Without fear, Mr. Jones laid aside his cigarette with care, and gulped such a deep draught of air that he became red in the face and gave other evidences of being about to burst from undue pneumatic pressure.

Kelly viewed with undisguised amusement the undeveloped protuberance thrust forward in pride by the stenographer. “You haven’t the chest expansion of a lizard,” he told him.

Mr. Jones received this deadly insult in the midst of deep bowing. He exploded, and, leaning against a desk, breathed rapidly while the injured look in his eyes attempted to carry that reproof which his speechlessness otherwise forbade.

“If you do that exercise much,” Kelly gloomily predicted, “you are going to relax in a wooden box. Who gave you that stuff? You must have been getting your ideas from the gymnasium of a bug house.”

For obvious reasons Mr. Jones failed to reply.

“There is no sense in the thing. What you need is–” Kelly descended from his perch and seizing him, only that instant recovered from speechlessness, in his strong grasp, made exploratory investigations with his fingers throughout the panting one’s anatomy.

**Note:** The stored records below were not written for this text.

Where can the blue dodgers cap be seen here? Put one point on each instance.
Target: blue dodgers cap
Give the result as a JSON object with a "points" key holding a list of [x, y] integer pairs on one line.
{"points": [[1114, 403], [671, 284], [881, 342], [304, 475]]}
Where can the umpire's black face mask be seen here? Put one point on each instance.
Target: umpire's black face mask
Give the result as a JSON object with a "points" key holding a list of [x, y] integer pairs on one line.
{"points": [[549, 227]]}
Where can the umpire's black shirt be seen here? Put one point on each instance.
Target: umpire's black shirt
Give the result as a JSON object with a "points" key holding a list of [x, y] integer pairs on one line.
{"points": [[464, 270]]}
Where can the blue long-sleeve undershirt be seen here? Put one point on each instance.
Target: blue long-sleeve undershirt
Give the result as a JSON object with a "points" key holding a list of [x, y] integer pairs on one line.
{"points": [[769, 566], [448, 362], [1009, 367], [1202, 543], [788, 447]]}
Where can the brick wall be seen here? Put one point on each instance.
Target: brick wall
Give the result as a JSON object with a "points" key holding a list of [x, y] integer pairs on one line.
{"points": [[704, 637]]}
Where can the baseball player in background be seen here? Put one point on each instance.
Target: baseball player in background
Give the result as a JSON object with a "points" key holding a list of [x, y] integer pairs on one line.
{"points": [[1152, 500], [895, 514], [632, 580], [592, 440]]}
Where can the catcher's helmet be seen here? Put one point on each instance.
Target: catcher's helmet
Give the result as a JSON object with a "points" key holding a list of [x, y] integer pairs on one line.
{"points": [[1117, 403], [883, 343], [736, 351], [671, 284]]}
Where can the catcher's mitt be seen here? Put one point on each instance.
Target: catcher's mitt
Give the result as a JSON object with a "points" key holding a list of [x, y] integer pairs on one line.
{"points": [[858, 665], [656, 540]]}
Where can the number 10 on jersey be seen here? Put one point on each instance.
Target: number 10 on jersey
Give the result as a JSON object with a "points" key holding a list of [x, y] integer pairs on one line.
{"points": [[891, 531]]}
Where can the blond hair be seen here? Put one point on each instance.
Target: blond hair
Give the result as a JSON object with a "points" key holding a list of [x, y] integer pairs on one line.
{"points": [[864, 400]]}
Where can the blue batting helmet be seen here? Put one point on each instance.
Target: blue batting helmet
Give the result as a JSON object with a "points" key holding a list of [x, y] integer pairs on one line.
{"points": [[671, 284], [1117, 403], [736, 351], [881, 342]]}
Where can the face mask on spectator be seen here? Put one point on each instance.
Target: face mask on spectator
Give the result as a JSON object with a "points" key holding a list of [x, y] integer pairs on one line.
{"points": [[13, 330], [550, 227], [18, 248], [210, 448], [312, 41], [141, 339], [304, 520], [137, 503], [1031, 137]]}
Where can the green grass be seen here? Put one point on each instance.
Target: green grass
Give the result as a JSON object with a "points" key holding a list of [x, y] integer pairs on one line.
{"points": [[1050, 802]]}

“Ouch,” wailed the pained Mr. Jones.

“Shut up. Do you want the old man out here? I’m not going to hurt you. I want to find out what ails you.”

“Leggo, you are nearly killing me.”

Mr. Jones rubbed himself ruefully when Kelly loosed him. “You big stiff, ain’t you got no sense, gouging around in a fellow’s insides that way? You are liable to put a man out of business,” he protested.